Statistics textbooks I know of don’t cover any of this seriously (I’d like to know of any that do) but instead focus all serious effort on the math. I’m as guilty of that as anyone, and understand it happens because it’s way easier to write and teach about neat math than messy context. To remedy that problem without getting very context-specific, and what I think is most needed and neglected among general tools for a competent data analyst, is an explicit systematic approach to dealing with human biases at all stages of research (from planning to reviews and reporting), rather than relying on blind trust of “experts” and authors (the “choirboy” assumption). That’s an incredibly tough task however, which is only partially addressed in research audits - those need to include analysis audits.
It’s far harder than anything in math stat - in fact I hold that applied stat is far harder than math stat, and the dominant status afforded the latter in the statistics is completely unjustified (especially in light of some of the contextually awful analyses in the health and med literature on which leading math statisticians appear). That’s hardly a new thought: Both Box and Cox expressed that view back in the last century, albeit in a restrained British way, e.g., see Box, Comment, Statistical Science 1990, 5, 448-449.
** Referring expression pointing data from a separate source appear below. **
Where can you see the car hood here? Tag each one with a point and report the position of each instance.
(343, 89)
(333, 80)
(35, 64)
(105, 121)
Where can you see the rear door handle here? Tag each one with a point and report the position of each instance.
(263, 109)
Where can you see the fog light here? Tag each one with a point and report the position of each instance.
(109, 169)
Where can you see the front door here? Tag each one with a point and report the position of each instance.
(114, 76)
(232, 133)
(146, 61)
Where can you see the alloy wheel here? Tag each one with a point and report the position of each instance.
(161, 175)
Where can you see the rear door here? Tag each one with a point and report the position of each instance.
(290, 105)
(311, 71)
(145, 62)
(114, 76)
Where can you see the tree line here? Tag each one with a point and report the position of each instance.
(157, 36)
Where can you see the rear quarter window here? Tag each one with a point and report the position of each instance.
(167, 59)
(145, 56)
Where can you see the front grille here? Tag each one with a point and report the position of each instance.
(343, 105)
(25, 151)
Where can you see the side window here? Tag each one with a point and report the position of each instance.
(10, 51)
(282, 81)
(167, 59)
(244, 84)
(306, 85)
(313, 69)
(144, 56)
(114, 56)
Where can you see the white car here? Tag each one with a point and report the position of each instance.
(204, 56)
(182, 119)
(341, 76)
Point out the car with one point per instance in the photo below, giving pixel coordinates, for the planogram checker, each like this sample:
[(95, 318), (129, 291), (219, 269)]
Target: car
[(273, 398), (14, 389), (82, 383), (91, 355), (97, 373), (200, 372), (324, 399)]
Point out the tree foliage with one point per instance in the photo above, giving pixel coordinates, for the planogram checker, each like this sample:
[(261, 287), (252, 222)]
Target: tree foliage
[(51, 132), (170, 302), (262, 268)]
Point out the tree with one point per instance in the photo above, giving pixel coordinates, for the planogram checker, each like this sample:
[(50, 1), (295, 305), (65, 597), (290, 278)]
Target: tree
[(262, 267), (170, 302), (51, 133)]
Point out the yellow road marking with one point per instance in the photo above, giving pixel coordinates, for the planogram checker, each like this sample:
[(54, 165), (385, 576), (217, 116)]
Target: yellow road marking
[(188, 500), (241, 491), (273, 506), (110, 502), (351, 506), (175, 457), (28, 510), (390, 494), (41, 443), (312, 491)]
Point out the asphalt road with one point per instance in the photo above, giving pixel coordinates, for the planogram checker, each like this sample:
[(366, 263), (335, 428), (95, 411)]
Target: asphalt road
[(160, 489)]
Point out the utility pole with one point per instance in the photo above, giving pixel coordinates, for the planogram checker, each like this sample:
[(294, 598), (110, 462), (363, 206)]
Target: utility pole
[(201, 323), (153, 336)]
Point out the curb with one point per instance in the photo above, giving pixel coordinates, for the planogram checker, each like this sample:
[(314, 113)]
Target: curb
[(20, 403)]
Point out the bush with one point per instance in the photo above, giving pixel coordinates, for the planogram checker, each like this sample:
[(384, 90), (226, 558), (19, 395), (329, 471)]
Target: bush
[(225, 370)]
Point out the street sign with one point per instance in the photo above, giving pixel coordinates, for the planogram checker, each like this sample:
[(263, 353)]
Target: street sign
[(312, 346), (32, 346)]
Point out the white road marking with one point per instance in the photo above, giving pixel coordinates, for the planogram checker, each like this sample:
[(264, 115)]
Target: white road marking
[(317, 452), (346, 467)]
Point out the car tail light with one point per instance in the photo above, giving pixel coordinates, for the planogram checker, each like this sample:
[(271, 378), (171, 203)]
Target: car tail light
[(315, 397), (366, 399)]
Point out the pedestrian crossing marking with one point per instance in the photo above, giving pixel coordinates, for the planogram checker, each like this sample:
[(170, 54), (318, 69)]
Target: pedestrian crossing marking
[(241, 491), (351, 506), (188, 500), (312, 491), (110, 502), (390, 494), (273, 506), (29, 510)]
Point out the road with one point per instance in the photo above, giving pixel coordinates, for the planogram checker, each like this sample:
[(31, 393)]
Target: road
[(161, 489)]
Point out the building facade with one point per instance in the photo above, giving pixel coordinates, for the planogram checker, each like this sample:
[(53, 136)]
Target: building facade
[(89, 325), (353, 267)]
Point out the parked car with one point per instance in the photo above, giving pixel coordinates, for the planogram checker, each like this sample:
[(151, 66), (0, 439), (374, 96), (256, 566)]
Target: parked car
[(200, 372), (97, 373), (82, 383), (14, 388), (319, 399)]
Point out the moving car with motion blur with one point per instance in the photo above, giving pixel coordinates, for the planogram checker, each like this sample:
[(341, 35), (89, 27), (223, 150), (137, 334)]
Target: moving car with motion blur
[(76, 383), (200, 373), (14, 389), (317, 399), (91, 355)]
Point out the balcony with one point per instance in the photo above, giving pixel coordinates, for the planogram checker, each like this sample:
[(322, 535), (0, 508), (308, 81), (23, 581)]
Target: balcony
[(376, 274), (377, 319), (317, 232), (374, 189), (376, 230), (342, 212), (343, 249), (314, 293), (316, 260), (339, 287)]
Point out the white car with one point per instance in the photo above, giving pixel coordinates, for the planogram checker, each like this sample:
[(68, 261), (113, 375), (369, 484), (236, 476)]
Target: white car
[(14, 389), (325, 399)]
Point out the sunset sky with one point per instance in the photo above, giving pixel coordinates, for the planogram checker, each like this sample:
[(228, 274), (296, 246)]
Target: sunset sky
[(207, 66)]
So as a consequence, I advocate that basic stat training should devote as much time to cognitive bias as to statistical formalisms, e.g., see my article from last year: “The need for cognitive science in methodology,” American Journal of Epidemiology , 186, 639–645, available as a free download at https://doi.org/10.1093/aje/kwx259.
That’s in addition to my previous advice to devote roughly equal time to frequentist and Bayesian perspectives on formal (computational) statistics.